The Stock Market Can Cook Even When Oil Is Hot
Anybody who follows the financial media has heard pundits warn that high oil prices are bad for the stock market.
That’s not a new sentiment — I remember hearing similar tunes back in 2004, and in 1999 (when per-barrel prices more than doubled), and in 1996, all good years for stocks. Even back in my high-school and college years in the 1980s, headlines decried rising oil prices as evil.
A look at the numbers suggests many market watchers are not doing their homework. Over the last 23 years, stocks have bucked conventional wisdom — oil prices and stock prices have moved in the same direction in 57% of the last 270 rolling 12-month periods.
That statement deserves a moment to stand alone, but before you go out and buy up stocks just because oil prices are rising, consider these three points:
The relationship between oil and stock prices is far from perfect. Oil-price gains in 2002, 1994, and 1990 weren’t so friendly to stocks.
The relationship between oil and stock prices is relatively weak. The correlation coefficient between 12-month changes in oil prices and the S&P 500 is 30%. This suggests that while the two variables tend to move together, the change in one explains only about 9% of the change in the other.
What’s good for energy can be good for business. Did the rally in oil prices from mid-2003 to mid-2007 cause the S&P 500 to increase 54% during that period? Of course not. But we shouldn’t be surprised at such parallel moves because some of the factors that keep oil prices high are good for industry as a whole. Yes, fuel represents a major cost to many businesses. But oil prices tend to rise when demand is high — and demand for oil tends to be high when business is good.

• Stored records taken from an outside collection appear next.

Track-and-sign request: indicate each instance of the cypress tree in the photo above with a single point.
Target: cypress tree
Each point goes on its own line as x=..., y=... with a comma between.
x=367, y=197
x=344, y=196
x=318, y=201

My goal here is not to advise subscribers to buy aggressively when oil prices are high. Instead, I suggest that while you should pay attention to oil prices because they tell you a lot about many facets of the market, you should not make buy or sell decisions based on them. Don’t let low oil prices get you to drooling over stocks, but also don’t let high oil prices drive you to sell. Even energy stocks, which move more closely in line with oil prices than the broader market, may be worth holding during periods of weak oil prices.
Most experts would agree that last year’s per-barrel oil prices of $120 or $150 were unsustainably high and not particularly healthy. But oil could rise quite a bit from current levels near $70 per barrel before we would consider it a danger sign for stocks.